PEROU - Cusco Cusco (ou Cuzco)

Pays : Pérou
Altitude : 3.400 m
Démographie : 300.000 hab.
Habitants : Los cusqueños/as
Monnaie : sol (el nuevo sol) 1 € = 3,7 soles


Cusco fut la capitale des Incas et a été longtemps un carrefour sur l'axe économique transandin mais s'est endormie quand l'activité commerciale s'est tournée vers Lima.

La légende veut que la ville ait été fondée au XIIe siècle par Manco Capac et Mama Ocllo après leur « naissance » dans le lac Titicaca. Avant l'arrivée des conquistadors, la ville était partagée en quatre quartiers, occupés par les Incas et des ressortissants des tribus de leur empire. Les principaux monuments dataient de l'Inca Pachacutec.
On peut encore admirer les murs incas originels dans certaines rues de la ville ou même le temple du Soleil, Qorikancha, de nouveau révélé au monde après le tremblement de terre de 1950. En effet sur les fondations de ce temple avait été bâti le couvent Santo Domingo, fortement endommagé par le séisme.
Après avoir détruit une bonne partie de la ville en 1534, les Espagnols y érigèrent une cathédrale au XVIe siècle.
La ville perdit de son importance au profit d'Arequipa, mais la découverte du Machu Picchu en 1911 relança son essor au profit du tourisme.

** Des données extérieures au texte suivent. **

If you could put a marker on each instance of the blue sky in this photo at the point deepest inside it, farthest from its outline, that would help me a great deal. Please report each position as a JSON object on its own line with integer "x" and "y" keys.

Cuzco se caractérise par cette mixité architecturale inca et espagnole. Les murs aux pierres de granit assemblées à la perfection sans liant côtoient les monuments coloniaux et les églises de style baroque. En 1983, l’Unesco inscrit la ville de Cuzco au patrimoine mondial. Depuis, le tourisme est de venu la principale ressource de la région, la ville étant le point de départ incontournable pour explorer la vallée sacrée des incas et le Machu Picchu.

Le 8 décembre 2004 l'ensemble des 12 pays d'Amérique du Sud ont signé la Déclaration de Cuzco visant à créer la Communauté sud-américaine de nations sur le modèle de l'Union européenne.


La ville de Cuzco, bien que située à une latitude voisine de l'équateur, bénéficie d'un climat tempéré en raison de son altitude très élevée.